Could you help me understand the Resynchronize the entire OAM catalog into PgSTAC option please?

• It's mentioned at the bottom in a way that makes it sound like not a great choice? What are the main downsides?
• As you say, the OAM metadata isn't that big, so it make total sense to me to re-ingest this into a much more resilient platform.
  • pgSTAC is based on Postgres, which we use for all our tools at HOT.
  • I don't have many nice words to say about Mongo. We have a managed Mongo database that keeps being force upgraded, causing issues with our outdated API and Mongo drivers.
  • Ideally we want a relational database, with all the advantages that come with postgres (in-house knowledge, scalability, etc).
• Would this make things easier when using eoAPI, and help maintainability into the future?
• I also mention this option, as the code for OAM-API is significantly outdated. I had to go through the painful process of a Node 16 upgrade recently when things broke, with many patches of outdated libs. It's not a maintainable solution. Sure, it could last a few more years without a re-write, but I'm not holding my breath.

EDIT after writing the above, I realised I was probably being a bit silly. I'm pretty sure we are already migrating into pgSTAC based on previous discussions, but presumably this solution is suggesting we continue to write to OAM-API, then ingest periodically to pgSTAC? In that case, is the main downside the latency this introduces, as we need to do this on a schedule?

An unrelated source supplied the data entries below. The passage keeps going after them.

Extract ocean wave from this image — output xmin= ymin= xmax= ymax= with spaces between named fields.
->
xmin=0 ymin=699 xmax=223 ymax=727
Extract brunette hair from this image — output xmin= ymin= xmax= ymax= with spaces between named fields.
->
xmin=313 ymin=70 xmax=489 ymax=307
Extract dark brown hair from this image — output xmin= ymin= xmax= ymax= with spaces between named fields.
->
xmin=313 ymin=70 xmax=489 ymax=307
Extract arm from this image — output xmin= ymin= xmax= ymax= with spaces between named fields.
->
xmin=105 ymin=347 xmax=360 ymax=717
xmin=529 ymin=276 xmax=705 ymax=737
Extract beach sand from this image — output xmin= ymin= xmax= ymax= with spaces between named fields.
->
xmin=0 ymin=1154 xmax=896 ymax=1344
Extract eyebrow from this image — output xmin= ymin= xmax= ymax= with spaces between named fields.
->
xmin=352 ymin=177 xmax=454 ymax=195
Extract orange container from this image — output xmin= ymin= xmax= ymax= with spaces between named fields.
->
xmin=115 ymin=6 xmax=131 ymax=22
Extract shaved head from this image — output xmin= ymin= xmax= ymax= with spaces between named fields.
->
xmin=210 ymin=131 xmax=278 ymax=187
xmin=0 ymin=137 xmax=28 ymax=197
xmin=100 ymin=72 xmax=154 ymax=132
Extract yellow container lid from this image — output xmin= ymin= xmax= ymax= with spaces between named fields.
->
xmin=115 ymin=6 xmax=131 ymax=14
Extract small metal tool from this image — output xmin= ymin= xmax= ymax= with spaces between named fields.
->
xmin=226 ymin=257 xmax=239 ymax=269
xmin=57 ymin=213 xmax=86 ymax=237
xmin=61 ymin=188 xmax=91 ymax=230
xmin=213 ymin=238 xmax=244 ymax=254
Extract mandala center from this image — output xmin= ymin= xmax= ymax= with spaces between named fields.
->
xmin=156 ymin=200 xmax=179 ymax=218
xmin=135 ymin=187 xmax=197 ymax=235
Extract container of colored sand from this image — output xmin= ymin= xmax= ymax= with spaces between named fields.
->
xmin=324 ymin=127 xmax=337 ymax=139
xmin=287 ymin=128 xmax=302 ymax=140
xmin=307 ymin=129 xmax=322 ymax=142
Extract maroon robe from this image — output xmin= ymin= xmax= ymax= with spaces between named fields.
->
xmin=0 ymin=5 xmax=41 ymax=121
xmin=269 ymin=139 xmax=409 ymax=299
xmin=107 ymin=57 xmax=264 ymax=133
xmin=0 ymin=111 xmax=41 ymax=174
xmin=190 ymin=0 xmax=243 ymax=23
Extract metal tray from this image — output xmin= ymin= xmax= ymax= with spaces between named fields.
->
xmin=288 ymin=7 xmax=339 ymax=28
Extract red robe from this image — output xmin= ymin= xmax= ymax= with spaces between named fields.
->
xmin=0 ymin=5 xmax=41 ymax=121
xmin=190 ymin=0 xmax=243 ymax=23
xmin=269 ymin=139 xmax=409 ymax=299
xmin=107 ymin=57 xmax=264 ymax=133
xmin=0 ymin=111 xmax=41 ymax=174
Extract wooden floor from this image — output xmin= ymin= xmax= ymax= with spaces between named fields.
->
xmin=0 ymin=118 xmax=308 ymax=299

Personally, even if this is the case, I still like this approach, as the time engineering workarounds could be better spent on starting the replacement for the uploader 😄

As for the two other options proposed, we can dig into them more if the option above isn't possible, but will comment briefly 👍

Respond to OAM metadata JSON uploads to S3

• Nice idea, but I'm not a huge fan due to reliance on more AWS services (SQS). Sure we have credits now, but we need to be ready in the event that AWS pull them.
• We could consider options like hosting Minio in the cluster (depending on a cost comparison / amount of imagery storage required), as it includes events by default and is open-source / rock-solid. But it's outside the scope of this project probably.
• Any other alternatives I thought about here aren't great (polling etc).

OAM-API --> pgSTAC

• This is a well thought out and nice option 😄
• My main concern echos what I wrote above about OAM-API.
• But as this is a temp solution, it's not a bad one!
• I wouldn't expect it to be easy to modify the OAM-API code, but let's see.
• If the re-ingestion pathway is a definite no go, this seems like the best choice!